Lealtad

El Mahabharata nos relata la historia del arquero Ekalavya, que solicitó al maestro Drona ser instruído en el arte de la guerra y fue rechazado por no ser un príncipe kshatriya. Ekalavya hizo una escultura de arcilla con la tierra que Drona había pisado con la forma de éste, decidió adorarla como si fuera el maestro mismo y se entrenó duramente durante años hasta convertirse en un gran arquero. Se dio la situación de descubrirse que Ekalavya era mejor arquero que Arjuna, discípulo de Drona y a quien éste había prometido convertirle en el mejor de todos. Dado que a pesar de haber sido rechazado, Ekalavya se había entrenado en soledad considerándose a sí mismo discípulo de Drona, éste le solicitó el pago de su guru dakshina (ofrenda al maestro). Y lo que exigió fue que Ekalavya se cortara el pulgar de su mano derecha, lo cual le inhabilitaría como arquero. Ekalavya se lo cortó.

Esta historia ejemplifica en toda India el pacto de lealtad que une a discípulo y maestro, sirviendo de justificación para quienes defienden un modelo de obediencia ciega. Por esta misma razón muchos pensadores se posicionan en contra de ensalzar su figura. 

Yo he tenido que escuchar esta historia cuando se me exigía una lealtad sin preguntas y sin quejas. ¿Pero no debería esa lealtad ser de doble sentido? Si un estudiante debe cumplir una serie de normas, por respeto a su maestro/a y por su propio aprendizaje ¿no debe también un/a maestro/a cumplir con la figura del maestro/a?

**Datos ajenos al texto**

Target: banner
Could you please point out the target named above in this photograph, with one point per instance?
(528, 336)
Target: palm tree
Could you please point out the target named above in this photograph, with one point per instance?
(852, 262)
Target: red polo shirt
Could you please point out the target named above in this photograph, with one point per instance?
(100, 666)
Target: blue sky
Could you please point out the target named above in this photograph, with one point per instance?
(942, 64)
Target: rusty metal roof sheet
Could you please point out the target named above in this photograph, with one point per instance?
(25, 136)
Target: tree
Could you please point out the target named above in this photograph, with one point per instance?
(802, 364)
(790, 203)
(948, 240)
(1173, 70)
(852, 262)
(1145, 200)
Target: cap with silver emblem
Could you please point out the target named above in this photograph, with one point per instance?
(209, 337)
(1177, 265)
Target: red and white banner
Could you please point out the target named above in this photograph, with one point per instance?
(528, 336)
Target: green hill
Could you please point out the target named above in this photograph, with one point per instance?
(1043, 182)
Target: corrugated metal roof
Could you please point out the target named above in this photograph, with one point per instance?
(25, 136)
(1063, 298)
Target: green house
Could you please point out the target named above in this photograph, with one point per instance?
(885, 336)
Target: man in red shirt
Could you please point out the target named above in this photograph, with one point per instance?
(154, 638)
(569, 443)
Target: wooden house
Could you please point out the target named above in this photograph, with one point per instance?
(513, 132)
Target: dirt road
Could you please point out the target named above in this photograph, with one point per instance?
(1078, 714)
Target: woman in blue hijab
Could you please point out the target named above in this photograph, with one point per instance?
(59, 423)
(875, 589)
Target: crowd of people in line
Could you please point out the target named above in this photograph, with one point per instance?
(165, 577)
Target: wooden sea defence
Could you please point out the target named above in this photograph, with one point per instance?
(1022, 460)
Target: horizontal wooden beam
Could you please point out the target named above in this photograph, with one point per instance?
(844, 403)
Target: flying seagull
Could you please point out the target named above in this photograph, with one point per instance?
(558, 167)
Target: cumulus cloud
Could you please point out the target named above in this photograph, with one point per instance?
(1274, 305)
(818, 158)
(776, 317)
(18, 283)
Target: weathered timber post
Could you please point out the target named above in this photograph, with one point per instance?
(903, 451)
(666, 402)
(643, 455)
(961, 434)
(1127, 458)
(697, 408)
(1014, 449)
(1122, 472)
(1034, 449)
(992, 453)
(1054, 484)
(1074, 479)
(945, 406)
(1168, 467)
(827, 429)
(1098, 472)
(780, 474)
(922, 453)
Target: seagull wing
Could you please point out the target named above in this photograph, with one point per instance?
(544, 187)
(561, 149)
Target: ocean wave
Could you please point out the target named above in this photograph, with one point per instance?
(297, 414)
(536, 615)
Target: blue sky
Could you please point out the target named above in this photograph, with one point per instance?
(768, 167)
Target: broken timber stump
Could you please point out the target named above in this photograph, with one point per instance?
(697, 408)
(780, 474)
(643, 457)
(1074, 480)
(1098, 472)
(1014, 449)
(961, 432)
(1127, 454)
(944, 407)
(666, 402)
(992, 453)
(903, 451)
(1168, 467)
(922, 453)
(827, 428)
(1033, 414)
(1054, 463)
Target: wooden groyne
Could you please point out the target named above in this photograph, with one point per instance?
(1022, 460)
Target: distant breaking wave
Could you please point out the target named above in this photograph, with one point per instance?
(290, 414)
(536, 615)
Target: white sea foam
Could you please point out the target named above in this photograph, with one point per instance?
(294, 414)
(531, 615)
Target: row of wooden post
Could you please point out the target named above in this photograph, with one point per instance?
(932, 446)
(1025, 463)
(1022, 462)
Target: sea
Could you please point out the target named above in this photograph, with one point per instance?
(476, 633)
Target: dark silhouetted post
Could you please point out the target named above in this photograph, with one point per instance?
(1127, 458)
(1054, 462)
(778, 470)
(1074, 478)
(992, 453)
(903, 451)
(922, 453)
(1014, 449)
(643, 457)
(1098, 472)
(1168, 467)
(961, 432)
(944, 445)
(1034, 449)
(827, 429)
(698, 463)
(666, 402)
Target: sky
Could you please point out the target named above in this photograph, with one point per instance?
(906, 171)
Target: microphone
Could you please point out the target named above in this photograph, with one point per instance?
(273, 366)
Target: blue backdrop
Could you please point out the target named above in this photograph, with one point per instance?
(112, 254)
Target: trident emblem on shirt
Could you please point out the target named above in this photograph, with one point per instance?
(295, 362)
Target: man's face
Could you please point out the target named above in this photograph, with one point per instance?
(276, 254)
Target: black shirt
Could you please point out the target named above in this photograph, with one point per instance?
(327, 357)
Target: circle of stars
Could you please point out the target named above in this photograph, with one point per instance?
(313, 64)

Hay muchos profesores y profesoras de Odissi (y estoy segura que en muchas otras disciplinas artísticas) que exigen a sus estudiantes no aprender de ninguna otra persona ni otras danzas. Yo estoy de acuerdo en que tener una formación caótica es contraproducente, y que para avanzar en un estudio es necesario centrarse y dedicar mucho tiempo. Es cierto también que cada intérprete tiene un estilo, unos gustos particulares y una forma de explicarse, y tener muchos/as profesores/as haciendo correcciones distintas es confuso y retrasa tu avance. Pero también es cierto que todos y todas tenemos distintos puntos fuertes, y que estudiar con otros/as profesores/as muchas veces enriquece y como mínimo ayuda a comprender otras expresiones. ¿Dónde está el equilibrio? Personalmente creo que para avanzar de forma más efectiva es siempre preferible tener un maestro o maestra que diriga tu formación, que tenga un plan adaptado a tus capacidades y circunstancias, y enriquecer ese plan con otros talleres o clases, pero sin dejar que interfiera. ¿Tiene que darte permiso tu profesor/a? Yo no creo en los permisos. Creo en compartir la información y aconsejar y que cada uno decida. También yo tomo decisiones como profesora. He tenido la suerte de estudiar en distintas universidades y haber aprendido de muchos profesores y profesoras maravillosos, con diferentes enfoques de la investigación y de la enseñanza. También he tenido muchas profesoras de danza, malas, buenas y mejores, y espero seguir aprendiendo de grandes profesionales con distintos puntos fuertes para reforzar mis flaquezas. También espero que podamos seguir invitando a otras profesoras, ojalá podamos aprender más y mejor apoyándonos todos y todas, con la mente un poco más abierta.